As always, Seattle Symphony's Conductor Emeritus Ludovic Morlot chose a thought provoking and unusual program for his first return to the Benaroya stage since 2019. Long enraptured with French Baroque music, British composer, pianist and conductor Thomas Adès channels the 17th and 18th centuries in his Three Studies from Couperin (2006) for chamber orchestra, with his arrangements of the French composer’s Pièces de Clavecin.

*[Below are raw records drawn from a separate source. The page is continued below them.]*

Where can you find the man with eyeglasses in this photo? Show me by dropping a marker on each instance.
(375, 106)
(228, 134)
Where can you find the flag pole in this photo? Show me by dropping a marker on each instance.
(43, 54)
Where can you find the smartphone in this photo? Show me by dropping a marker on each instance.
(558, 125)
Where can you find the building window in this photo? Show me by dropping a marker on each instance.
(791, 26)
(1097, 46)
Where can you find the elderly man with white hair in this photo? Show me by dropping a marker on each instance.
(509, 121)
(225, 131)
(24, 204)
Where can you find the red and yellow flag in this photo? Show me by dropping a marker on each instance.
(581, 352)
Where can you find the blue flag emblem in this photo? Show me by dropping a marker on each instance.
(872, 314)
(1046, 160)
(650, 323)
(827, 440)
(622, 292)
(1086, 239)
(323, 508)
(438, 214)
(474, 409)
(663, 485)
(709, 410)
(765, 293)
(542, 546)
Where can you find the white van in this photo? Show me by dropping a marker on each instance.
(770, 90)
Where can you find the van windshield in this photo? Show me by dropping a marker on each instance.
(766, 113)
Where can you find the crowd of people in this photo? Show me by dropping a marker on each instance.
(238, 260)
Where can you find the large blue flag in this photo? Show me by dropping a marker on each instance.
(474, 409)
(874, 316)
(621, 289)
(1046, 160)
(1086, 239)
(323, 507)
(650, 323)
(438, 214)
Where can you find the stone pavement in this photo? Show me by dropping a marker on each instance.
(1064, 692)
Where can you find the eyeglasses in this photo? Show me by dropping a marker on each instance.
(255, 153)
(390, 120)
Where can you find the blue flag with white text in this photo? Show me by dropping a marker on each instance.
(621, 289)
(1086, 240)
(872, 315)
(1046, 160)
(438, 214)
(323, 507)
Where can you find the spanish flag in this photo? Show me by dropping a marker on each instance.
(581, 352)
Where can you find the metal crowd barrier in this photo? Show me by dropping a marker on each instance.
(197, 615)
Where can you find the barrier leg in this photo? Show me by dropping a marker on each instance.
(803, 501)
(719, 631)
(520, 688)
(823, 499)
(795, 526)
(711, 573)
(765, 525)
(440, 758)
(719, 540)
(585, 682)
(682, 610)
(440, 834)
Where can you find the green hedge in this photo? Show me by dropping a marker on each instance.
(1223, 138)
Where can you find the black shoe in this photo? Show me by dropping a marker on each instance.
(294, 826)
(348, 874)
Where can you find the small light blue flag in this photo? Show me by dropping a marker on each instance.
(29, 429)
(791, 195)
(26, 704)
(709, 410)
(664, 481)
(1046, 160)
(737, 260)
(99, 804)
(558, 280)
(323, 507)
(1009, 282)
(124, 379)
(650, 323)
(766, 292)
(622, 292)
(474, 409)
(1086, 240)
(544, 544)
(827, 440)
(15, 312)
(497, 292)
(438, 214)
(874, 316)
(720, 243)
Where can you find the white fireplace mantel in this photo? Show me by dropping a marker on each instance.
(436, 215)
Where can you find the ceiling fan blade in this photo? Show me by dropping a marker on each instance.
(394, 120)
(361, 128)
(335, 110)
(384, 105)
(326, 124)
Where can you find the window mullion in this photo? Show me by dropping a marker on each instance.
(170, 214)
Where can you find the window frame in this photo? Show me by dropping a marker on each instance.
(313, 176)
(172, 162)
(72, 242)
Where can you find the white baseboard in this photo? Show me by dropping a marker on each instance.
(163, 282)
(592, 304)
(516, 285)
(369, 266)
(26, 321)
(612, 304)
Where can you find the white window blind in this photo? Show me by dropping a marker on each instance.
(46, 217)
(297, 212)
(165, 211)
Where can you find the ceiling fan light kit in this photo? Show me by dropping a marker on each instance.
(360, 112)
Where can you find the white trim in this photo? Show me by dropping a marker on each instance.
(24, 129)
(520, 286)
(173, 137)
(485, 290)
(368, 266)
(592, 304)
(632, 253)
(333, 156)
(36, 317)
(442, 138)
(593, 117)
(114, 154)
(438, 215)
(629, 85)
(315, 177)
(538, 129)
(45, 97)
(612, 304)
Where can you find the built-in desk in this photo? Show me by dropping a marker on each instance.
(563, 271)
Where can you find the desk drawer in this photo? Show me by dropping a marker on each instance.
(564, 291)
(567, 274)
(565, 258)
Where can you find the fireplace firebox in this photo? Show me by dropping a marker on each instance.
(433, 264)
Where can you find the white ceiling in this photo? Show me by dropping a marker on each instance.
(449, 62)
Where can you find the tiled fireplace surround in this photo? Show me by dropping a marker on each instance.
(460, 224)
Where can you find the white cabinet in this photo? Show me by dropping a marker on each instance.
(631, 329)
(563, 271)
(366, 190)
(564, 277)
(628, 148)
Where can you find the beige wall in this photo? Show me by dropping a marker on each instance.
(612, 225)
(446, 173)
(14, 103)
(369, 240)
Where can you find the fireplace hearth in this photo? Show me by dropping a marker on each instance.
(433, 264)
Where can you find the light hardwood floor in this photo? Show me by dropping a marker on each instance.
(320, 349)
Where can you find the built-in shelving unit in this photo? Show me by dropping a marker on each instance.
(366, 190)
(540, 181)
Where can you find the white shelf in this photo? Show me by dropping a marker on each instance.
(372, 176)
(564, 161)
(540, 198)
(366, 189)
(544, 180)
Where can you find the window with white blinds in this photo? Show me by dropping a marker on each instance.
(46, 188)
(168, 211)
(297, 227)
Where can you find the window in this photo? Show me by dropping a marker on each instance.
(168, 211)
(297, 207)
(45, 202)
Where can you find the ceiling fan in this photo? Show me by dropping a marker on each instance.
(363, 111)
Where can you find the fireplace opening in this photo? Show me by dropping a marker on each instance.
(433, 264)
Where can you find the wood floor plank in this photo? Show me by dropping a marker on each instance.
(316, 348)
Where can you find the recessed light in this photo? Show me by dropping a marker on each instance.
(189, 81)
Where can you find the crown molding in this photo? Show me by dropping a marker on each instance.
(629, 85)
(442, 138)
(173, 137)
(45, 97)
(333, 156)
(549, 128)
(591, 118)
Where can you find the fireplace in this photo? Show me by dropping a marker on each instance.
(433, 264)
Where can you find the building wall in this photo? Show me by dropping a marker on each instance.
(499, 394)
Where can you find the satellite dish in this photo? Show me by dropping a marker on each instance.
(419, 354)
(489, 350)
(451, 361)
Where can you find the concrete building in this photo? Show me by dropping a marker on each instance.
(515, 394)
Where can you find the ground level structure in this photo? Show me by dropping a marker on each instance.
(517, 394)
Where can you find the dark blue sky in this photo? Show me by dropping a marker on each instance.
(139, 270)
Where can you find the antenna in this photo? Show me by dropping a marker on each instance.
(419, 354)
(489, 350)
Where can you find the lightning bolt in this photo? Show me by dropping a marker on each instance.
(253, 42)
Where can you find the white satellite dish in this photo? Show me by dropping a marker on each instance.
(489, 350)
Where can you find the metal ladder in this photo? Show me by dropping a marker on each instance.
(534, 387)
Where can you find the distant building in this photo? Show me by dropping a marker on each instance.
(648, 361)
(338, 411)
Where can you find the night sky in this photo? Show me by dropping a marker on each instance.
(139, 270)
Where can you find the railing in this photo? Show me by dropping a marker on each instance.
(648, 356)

Ludovic Morlot conducts the Seattle Symphony © James Holt | Seattle Symphony
Ludovic Morlot conducts the Seattle Symphony
© James Holt | Seattle Symphony

The sparsely orchestrated couplets in the first movement, Les Amusemens, reflect the voices of the harpsichord, with charming Baroque turns, alto and bass flutes adding unusual interest. Next, Les Tours des Passe-passe (Sleight of Hand), focuses on instruments in the upper registers: violins with harmonics and pizzicati to impart quirkiness and delicacy; and Rototoms, 20th-century drums with metal frame and no shell. Copland-like complex rhythmic bites add to the contemporary atmosphere. The final L'Âme-en-Peine (The Tormented Soul), is languid and heavier, with emphasis on the lower strings, alto flute, and bass drum. Morlot underscored the subtle dissonances and elegance of all three pieces with understated gestures and some appealing dance movements on the podium.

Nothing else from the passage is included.